O mito de Leda e o cisne conta a história de como o deus grego Zeus assumiu a forma de um cisne e seduziu a linda princesa mortal Leda. Ela gera dois ovos, dos quais nascem dois pares de gêmeos: Helena (que mais tarde ficaria conhecida como Helena de Tróia) e Clitemnestra, Castor e Pólux. A representação feita por Leonardo foca mais a fertilidade do que o sexo, em vez de pintar a cena da sedução, como outros haviam feito, ele decidiu retratar o momento dos nascimentos, mostrando Leda acariciando o cisne enquanto os quatro filhos se contorcem para sair das cascas. Uma das cópias mais vibrantes foi feita pelo pupilo Francesco Melzi.


Enquanto trabalhava nesta pintura durante a segunda temporada em Florença no início dos anos 1500, Leonardo estava estudando mais intensamente o vôo dos pássaros e planejando um teste de vôo para uma de suas máquinas voadoras, que ele esperava lançar do topo do Monte de Cisne ( Monte Ceceri). A anotação sobre a lembrança de infância envolvendo um pássaro que entrou voando no quarto, pousou no berço e açoitou sua boca coma cauda também é desse período.

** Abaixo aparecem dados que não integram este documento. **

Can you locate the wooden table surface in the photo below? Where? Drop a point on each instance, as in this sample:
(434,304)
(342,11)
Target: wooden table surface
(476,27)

Leonardo fez um esboço preparatório da pintura em algum momento de 1505. Ele mostra Leda ajoelhada, com o corpo virado com se estivesse se contorcendo de alegria enquanto o cisne a acaricia com o bico. As hachuras feitas com a mão esquerda, características de Leonardo, são curvas, técnica que ele começara a utilizar nos desenhos de máquinas na década de 1490 e então passara a usar para conferir a impressão de volume e modelar superfícies curvas. A técnica está presente de modo bem pronunciado na opulenta barriga de Leda e no peito do cisne. Como era típico de Leonardo, o desenho transmite uma narrativa: enquanto a ave esfrega o bico de forma insinuante na mulher, esta aponta para o que eles haviam produzido: crianças saindo dos ovos em meio às espirais dinâmicas da vegetação. O desenho vibra com movimento e energia, nenhum elemento parece estático.

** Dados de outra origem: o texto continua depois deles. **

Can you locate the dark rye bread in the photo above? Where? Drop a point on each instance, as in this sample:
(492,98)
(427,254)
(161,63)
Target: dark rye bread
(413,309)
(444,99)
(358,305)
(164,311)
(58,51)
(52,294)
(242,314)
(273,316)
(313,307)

De acordo com as cópias que ainda existem, ao transformar o desenho em uma pintura completa, Leonardo mudou a pose de Leda para que ficasse em pé, deixando o corpo nu mais gracioso e suave. Ela está afastando de leve a cabeça do cisne e olhando para baixo de forma recatada, embora ao mesmo tempo vire a parte superior do corpo em sua direção. Leda acaricia o pescoço do animal enquanto ele envolve suas nádegas firmemente com as asas. Ambos exalam uma beleza sinuosa sensual.


A sexualidade vulgar e mundana faz o desenho parecer atípico. Essa pintura narrativa em painel de cunho não religioso (partindo do princípio de que as façanhas sexuais dos gregos não sejam consideradas um tema religioso) seria a única cena claramente sexual ou erótica produzida por Leonardo.


E, mesmo assim, ela nem era muito erótica, pelo menos nas cópias hoje disponíveis. Leonardo não era Ticiano: jamais havia pintado romance ou erotismo. Na verdade, dois temas predominam na obra. Ela transmite uma harmonia doméstica e familiar, um retrato agradável de um casal em casa, em seu lago, abraçando-se enquanto admiram os filhos recém-nascidos.


Também vai além do erótico para focar o aspecto da procriação pesente na história. Da exuberância da vegetação à fecundidade do solo, passando pela eclosão dos ovos, a imagem é uma celebração da fertilidade da natureza. Diferentemente das representações costumeiras do mito de Leda, a de Leonardo não era sobre sexo, mas sobre nascimento.


Pelo jeito, os temas relativos a renovação geracional a natural o afetavam agora que estava com cinquenta e poucos anos e não tinha herdeiros. Por volta da mesma época em que começou a trabalhar na pintura, Leonardo adotou o pupilo Francesco Melzi, que produziu a cópia da imagem de Leda - para ser seu sucessor e herdeiro.